The Pains of Manual AppSec:

This section will explore the time-consuming and error-prone nature of manually triaging security issues, including the difficulty of prioritizing vulnerabilities based on their actual risk to the organization. It will also discuss the challenges in determining ownership for remediation tasks, a process often complicated by cross-functional teams and microservices architectures. Additionally, the inefficiencies of manual checks within CI/CD gates will be examined, highlighting how they can delay deployments and introduce security risks.

Automating CI/CD Gates:

Here, the focus shifts to the automation of security within the CI/CD pipelines. The lecture will cover methods to seamlessly integrate security tools that automatically scan for vulnerabilities as part of the build process, thereby ensuring that security is a core component of the development lifecycle. Strategies for configuring automated gates that can block or flag builds based on the severity of detected issues will be discussed, ensuring that only secure code progresses through the pipeline.

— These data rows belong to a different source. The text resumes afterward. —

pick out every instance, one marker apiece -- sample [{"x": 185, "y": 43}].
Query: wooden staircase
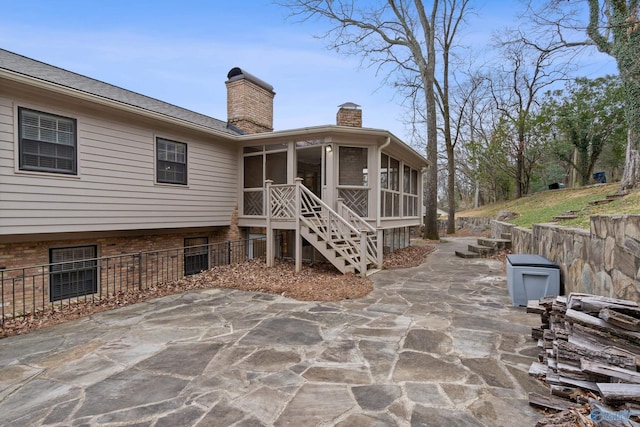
[
  {"x": 346, "y": 240},
  {"x": 486, "y": 247}
]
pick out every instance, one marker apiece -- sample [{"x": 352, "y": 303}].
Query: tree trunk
[
  {"x": 431, "y": 222},
  {"x": 631, "y": 165},
  {"x": 451, "y": 187}
]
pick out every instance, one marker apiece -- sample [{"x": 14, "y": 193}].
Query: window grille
[{"x": 47, "y": 142}]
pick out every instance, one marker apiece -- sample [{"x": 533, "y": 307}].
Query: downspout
[
  {"x": 378, "y": 198},
  {"x": 379, "y": 232}
]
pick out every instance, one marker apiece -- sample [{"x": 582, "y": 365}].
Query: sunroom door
[{"x": 309, "y": 167}]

Triaging Issues with Automation:

This segment addresses how automation can be leveraged to intelligently triage and prioritize security issues. It will cover technologies and methodologies for automatically assessing the context and potential impact of vulnerabilities, facilitating quicker and more accurate decision-making. The use of automated alerting and reporting mechanisms to ensure the right stakeholders are informed in a timely manner will also be discussed.

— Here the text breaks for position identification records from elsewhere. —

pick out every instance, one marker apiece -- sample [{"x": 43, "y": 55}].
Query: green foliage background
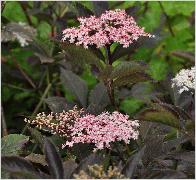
[{"x": 172, "y": 23}]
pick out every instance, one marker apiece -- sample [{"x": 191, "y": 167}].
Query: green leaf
[
  {"x": 174, "y": 8},
  {"x": 17, "y": 15},
  {"x": 53, "y": 159},
  {"x": 75, "y": 85},
  {"x": 43, "y": 30},
  {"x": 24, "y": 31},
  {"x": 151, "y": 18},
  {"x": 131, "y": 105},
  {"x": 160, "y": 114},
  {"x": 12, "y": 144}
]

Identifying Ownership Automatically:

Automating the process of identifying who owns the responsibility for fixing specific security issues is critical for efficient remediation. This part of the lecture will explore tools and practices for mapping vulnerabilities to code owners, leveraging version control and project management tools.

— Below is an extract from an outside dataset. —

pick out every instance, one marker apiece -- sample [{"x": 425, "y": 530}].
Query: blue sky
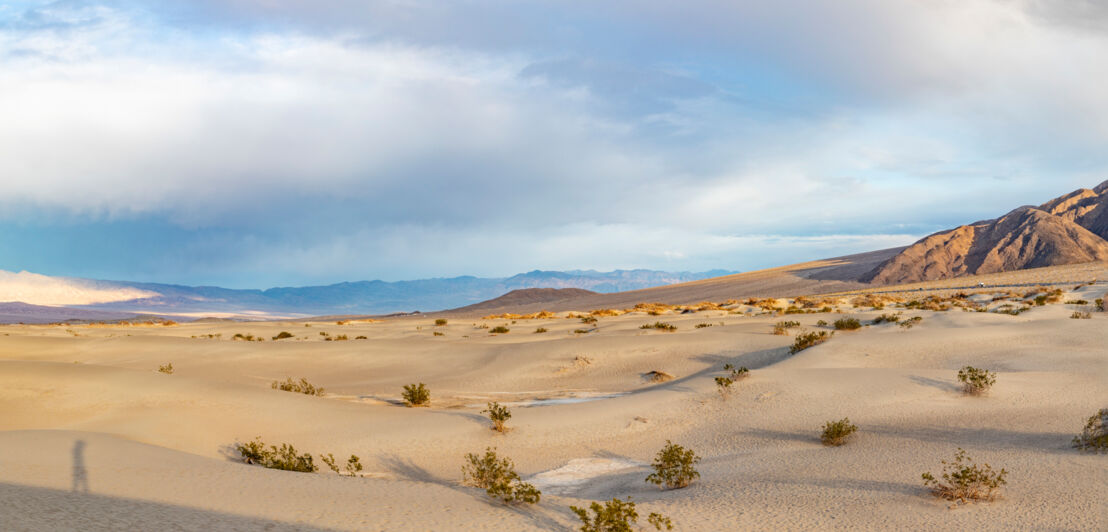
[{"x": 255, "y": 143}]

Three Tips to Scale the Shift Left Program:

Finally, the lecture will offer three practical tips for organizations looking to scale their Shift Left security programs. These will include recommendations on fostering a security culture within development teams, employing DevSecOps principles to integrate security throughout the development process, and utilizing machine learning to improve the accuracy and efficiency of automated security tools.

By the end of this lecture, attendees will have gained a comprehensive understanding of the limitations of manual AppSec practices and how automation can address these challenges. More importantly, they will leave with actionable strategies and tips to implement and scale automated AppSec solutions within their organizations, ultimately leading to more secure software development processes.

Neatsun Ziv, Co-Founder and CEO

Neatsun Ziv is the CEO and co-founder of OX Security, the first end-to-end software supply chain security solution for DevSecOps. Before founding OX, he was the VP Cyber Security at Check Point, where he oversaw all cyber initiatives. His team was one of the first to respond to SolarWinds, NotPetya, and other major attacks, working closely with Interpol, Local CERT and other enforcement agencies.

Neatsun is a passionate and seasoned entrepreneur with vast cyber security experience. He served in the IDF Cyber Intelligence Unit and is a frequent speaker at global forums, including CPX, frequently being selected as one of the top talks.

Neatsun holds a B.Sc from Israel’s Open University (honors) and an MBA from the Technion (Magna Cum Laude).